Rob Youngson/20th Century Studios
While the film’s focus on unpacking a murder mystery is still very much in keeping with the previous two movies in the franchise, Murder on the Orient Express and Death on the Nile, Haunting freshens up the formula with the introduction of the (possibly) supernatural, akin to a gothic ghost story. Appropriately, Edgar Allan Poe gets a mention in the film as it plays like a collaboration between Poe and Christie, blending both her clever plot twists and his eerie melancholia.
Rob Youngson/20th Century Studios
As to the performances, Branagh is once again in fine form here as he meticulously investigates in his signature mustache-twirling fashion. The film is further elevated by its ensemble. Reilly offers plenty of pathos as the mourning mother.
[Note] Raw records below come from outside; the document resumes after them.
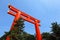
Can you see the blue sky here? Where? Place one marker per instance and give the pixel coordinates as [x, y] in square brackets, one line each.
[47, 11]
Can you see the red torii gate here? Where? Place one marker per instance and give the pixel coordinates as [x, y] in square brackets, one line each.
[19, 14]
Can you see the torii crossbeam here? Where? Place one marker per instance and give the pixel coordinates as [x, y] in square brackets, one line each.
[19, 14]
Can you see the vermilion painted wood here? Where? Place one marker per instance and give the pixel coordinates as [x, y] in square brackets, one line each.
[17, 14]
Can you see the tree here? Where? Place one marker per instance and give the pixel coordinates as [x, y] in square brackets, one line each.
[18, 33]
[55, 35]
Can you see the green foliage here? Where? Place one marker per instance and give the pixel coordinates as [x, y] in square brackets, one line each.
[55, 35]
[18, 33]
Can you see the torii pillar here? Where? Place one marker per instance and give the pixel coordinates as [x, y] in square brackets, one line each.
[19, 14]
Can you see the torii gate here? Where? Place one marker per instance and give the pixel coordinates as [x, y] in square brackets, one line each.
[19, 14]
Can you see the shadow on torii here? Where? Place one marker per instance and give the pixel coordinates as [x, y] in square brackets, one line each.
[19, 14]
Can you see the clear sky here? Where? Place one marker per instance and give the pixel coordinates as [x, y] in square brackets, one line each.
[47, 11]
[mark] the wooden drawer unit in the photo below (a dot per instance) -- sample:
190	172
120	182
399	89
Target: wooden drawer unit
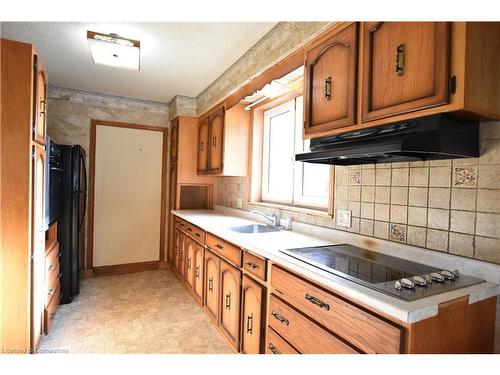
254	265
302	333
362	329
50	311
277	345
225	249
195	232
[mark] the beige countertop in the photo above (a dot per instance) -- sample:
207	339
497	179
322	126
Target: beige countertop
269	244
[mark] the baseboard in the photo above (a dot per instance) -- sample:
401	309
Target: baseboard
120	269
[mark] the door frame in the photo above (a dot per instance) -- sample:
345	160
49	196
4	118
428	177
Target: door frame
90	221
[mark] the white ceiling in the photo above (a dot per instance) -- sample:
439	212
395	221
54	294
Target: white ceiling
176	58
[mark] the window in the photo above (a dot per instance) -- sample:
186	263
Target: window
284	180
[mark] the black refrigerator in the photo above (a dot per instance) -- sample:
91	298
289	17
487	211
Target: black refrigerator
71	224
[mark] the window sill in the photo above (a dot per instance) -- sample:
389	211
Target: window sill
302	210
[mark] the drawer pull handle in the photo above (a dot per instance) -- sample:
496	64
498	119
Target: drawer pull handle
252	265
317	302
250	324
211	285
400	59
273	348
280	317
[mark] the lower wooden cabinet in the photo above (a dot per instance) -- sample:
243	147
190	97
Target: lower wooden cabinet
252	297
230	283
211	295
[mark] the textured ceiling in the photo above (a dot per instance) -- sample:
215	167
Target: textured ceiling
176	58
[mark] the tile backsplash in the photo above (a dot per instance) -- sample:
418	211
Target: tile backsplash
444	205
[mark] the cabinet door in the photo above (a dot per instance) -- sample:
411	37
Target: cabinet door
198	270
189	262
215	158
252	295
40	102
230	283
405	67
212	267
174	140
203	146
38	282
330	82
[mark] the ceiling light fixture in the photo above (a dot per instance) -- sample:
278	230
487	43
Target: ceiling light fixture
113	50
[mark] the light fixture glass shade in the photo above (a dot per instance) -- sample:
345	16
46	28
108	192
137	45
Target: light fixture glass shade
114	54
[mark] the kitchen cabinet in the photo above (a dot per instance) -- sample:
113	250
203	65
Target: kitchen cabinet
230	284
405	67
330	82
223	141
212	285
252	296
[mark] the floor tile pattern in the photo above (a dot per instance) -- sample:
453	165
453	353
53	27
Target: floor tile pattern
145	312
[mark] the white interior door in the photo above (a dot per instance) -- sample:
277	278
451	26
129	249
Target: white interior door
127	195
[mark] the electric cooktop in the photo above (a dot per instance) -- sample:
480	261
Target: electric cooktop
390	275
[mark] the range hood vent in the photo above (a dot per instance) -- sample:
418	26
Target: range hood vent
441	136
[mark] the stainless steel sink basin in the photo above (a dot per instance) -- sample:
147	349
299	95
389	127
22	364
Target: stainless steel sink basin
254	228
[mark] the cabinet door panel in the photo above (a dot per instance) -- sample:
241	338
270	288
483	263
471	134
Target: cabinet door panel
330	80
215	159
212	267
198	270
203	146
405	67
230	280
189	262
251	330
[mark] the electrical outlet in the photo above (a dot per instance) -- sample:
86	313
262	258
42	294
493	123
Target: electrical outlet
344	218
239	203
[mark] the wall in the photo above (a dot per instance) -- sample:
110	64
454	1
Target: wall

Jamie Dornan presents an aching portrayal of a man who has seen far too much in battlefront hospitals. But it's Fey’s proto-girl-boss and Yeoh’s theatrical soothsayer who bring the real camp with a pair of game performances, and in doing so snatch the spotlight.
Rob Youngson/20th Century Studios
Altogether, the film succeeds in summoning up creepy delight for audiences at just the right time of year. A Haunting in Venice proves that Agatha Christie’s classic whodunit style never goes, well, out of style.